Like most critics of the Catholic Church, he uses the most extreme example of a Catholic bishop who rightfully discouraged the flock from voting for the president, who has been the greatest proponent of abortion in the history of this country. As we speak, Cecile Richards, the chief executive of Planned Parenthood, is taking credit for President Barack Obama's re-election.
There is no greater moral responsibility for Catholic Church leadership than preaching the sanctity of human life and fighting for the least among us: the pre-born! If anything, the Catholic Church in America is guilty too long of timidity and cowardice in carrying out its greatest moral imperative.
An honest person with integrity would much rather be told the truth, even if it hurts one's feelings, than to be comforted with a lie. Quite frankly, same-sex marriage and abortion are immoral regardless of whether they are legal. No amount of theological mumbo jumbo can change that fact.
I would also admonish Goodhue for failing to point out that many ordained ministers openly used their pulpits to campaign for President Barack Obama. I doubt that the IRS will be investigating them anytime soon.
Finally, it is a distortion to claim that a majority of Catholics supported Obama. A Catholic is someone who continues to follow the teaching of the Catholic Church. That fact will probably eliminate an overwhelming number of those who still try to convince themselves and others that they are Catholic.
Robert Lawrence Olson, Westhampton Beach
The Rev. Thomas Goodhue berates the bishop of Peoria, Ill., for promoting candidate Mitt Romney. Surprisingly, he neglected to complain as churches openly endorsed Barack Obama without threat to their tax-exempt status!

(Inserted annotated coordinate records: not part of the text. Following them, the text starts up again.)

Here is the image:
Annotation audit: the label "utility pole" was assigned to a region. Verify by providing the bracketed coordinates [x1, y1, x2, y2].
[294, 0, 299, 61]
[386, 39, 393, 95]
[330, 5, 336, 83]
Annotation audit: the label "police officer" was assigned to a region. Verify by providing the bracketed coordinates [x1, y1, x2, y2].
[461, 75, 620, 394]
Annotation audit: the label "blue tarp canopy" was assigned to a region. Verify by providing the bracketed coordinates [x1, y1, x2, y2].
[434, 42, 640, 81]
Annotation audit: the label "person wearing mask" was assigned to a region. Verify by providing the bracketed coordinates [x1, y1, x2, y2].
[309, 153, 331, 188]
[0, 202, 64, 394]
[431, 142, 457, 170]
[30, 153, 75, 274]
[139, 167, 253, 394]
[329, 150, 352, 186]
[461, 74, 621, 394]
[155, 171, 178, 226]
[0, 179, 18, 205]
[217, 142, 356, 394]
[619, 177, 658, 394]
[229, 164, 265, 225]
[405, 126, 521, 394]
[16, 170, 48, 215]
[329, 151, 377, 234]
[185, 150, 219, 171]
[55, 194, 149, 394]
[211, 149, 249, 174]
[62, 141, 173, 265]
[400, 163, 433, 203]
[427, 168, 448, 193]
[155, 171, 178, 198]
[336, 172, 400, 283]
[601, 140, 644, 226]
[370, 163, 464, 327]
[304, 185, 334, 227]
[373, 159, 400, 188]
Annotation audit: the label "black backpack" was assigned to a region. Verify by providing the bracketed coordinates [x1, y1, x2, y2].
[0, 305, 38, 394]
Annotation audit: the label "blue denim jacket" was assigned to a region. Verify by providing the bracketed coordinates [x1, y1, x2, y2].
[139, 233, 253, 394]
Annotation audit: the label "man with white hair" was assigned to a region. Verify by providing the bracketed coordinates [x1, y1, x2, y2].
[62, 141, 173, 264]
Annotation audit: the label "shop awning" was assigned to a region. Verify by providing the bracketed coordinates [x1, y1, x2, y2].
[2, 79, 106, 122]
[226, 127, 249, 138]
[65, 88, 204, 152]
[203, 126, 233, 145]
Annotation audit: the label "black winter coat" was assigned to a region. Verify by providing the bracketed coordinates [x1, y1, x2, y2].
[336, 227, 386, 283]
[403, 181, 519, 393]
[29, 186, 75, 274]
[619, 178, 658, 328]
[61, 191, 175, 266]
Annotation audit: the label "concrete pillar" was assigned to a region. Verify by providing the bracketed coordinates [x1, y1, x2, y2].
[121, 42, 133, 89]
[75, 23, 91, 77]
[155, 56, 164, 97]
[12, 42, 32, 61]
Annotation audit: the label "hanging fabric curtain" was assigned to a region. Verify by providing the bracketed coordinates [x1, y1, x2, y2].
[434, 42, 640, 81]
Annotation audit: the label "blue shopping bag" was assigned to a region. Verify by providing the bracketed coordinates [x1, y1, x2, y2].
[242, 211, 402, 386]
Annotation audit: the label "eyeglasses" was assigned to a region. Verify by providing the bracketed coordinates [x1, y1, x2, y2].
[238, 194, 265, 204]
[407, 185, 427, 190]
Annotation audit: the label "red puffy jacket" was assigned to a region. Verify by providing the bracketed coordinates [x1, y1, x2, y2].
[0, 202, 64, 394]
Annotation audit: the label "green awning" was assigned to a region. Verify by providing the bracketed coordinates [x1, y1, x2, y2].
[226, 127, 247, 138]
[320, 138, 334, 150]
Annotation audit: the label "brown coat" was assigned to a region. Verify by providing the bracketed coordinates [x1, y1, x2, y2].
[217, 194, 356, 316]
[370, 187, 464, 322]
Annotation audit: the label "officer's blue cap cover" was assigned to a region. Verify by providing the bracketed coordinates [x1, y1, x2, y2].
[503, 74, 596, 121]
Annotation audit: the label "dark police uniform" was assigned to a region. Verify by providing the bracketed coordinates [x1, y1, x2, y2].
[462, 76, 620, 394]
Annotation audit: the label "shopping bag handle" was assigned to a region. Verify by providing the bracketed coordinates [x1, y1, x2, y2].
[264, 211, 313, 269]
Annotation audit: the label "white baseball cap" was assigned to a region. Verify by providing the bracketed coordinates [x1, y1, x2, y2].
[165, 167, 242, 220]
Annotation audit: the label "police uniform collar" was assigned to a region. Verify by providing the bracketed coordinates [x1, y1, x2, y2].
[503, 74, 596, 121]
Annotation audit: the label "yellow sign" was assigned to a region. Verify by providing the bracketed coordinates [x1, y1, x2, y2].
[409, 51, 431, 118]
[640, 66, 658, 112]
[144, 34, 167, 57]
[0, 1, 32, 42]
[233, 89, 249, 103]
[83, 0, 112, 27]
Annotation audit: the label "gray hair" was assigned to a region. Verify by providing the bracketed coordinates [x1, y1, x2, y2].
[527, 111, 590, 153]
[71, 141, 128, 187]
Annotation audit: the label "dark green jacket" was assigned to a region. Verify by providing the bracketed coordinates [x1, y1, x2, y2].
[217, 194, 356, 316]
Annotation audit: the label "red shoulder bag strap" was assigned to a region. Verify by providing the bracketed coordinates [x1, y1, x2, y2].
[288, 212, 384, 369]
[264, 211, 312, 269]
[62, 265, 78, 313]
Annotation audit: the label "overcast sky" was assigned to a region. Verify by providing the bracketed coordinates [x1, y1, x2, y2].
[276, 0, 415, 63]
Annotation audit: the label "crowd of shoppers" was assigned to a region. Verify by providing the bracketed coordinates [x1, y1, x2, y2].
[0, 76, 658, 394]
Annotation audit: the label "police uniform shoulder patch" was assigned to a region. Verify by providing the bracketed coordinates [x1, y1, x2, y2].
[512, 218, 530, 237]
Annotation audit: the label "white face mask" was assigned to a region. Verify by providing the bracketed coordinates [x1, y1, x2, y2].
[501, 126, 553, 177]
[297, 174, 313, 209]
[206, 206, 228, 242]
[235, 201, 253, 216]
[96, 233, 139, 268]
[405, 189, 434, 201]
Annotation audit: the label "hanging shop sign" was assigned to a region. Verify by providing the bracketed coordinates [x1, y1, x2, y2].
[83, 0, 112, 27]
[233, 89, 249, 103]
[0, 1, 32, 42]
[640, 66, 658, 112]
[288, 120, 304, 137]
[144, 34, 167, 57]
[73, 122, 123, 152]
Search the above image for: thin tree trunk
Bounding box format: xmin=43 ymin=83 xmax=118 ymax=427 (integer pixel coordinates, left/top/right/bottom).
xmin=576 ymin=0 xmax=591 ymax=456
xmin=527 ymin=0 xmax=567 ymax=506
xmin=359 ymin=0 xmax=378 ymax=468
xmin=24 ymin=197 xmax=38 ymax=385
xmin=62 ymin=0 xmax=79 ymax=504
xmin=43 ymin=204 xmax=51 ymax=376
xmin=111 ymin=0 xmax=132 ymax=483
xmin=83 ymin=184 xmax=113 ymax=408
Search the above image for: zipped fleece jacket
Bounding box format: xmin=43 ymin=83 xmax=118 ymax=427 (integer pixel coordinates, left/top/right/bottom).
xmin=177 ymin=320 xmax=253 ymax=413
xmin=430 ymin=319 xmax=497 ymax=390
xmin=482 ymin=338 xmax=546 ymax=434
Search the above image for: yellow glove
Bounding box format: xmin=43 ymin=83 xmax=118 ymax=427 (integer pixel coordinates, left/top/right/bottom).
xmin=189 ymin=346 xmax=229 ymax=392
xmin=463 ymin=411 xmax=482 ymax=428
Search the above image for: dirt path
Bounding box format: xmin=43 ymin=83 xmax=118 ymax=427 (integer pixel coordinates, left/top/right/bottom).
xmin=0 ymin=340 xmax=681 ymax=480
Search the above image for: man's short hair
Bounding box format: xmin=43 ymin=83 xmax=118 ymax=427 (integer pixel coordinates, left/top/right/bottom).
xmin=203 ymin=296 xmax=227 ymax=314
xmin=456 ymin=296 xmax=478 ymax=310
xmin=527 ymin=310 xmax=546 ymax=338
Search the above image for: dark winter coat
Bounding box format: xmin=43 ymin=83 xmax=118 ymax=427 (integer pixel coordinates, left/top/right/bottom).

Goodhue fails to give an honest appraisal of the Catholic Church's voice in politics. Catholic bishops rarely endorse candidates, but rather firmly encourage the faithful to adhere to church teaching as a guideline when voting. Those teachings profess the undeniable biblical references to life beginning at conception. We do not want our taxes used for contraception, abortion drugs or sterilization, and we are fighting the government mandate forcing us to do so.
Goodhue points to a study indicating the younger generation is moving away from Catholic and evangelical churches because they are "alienated by judgmental attitudes toward sexuality." I submit it is more because they listen to the constant droning of popular culture. If equal time were given to scriptural truth on sexuality, it would prevail.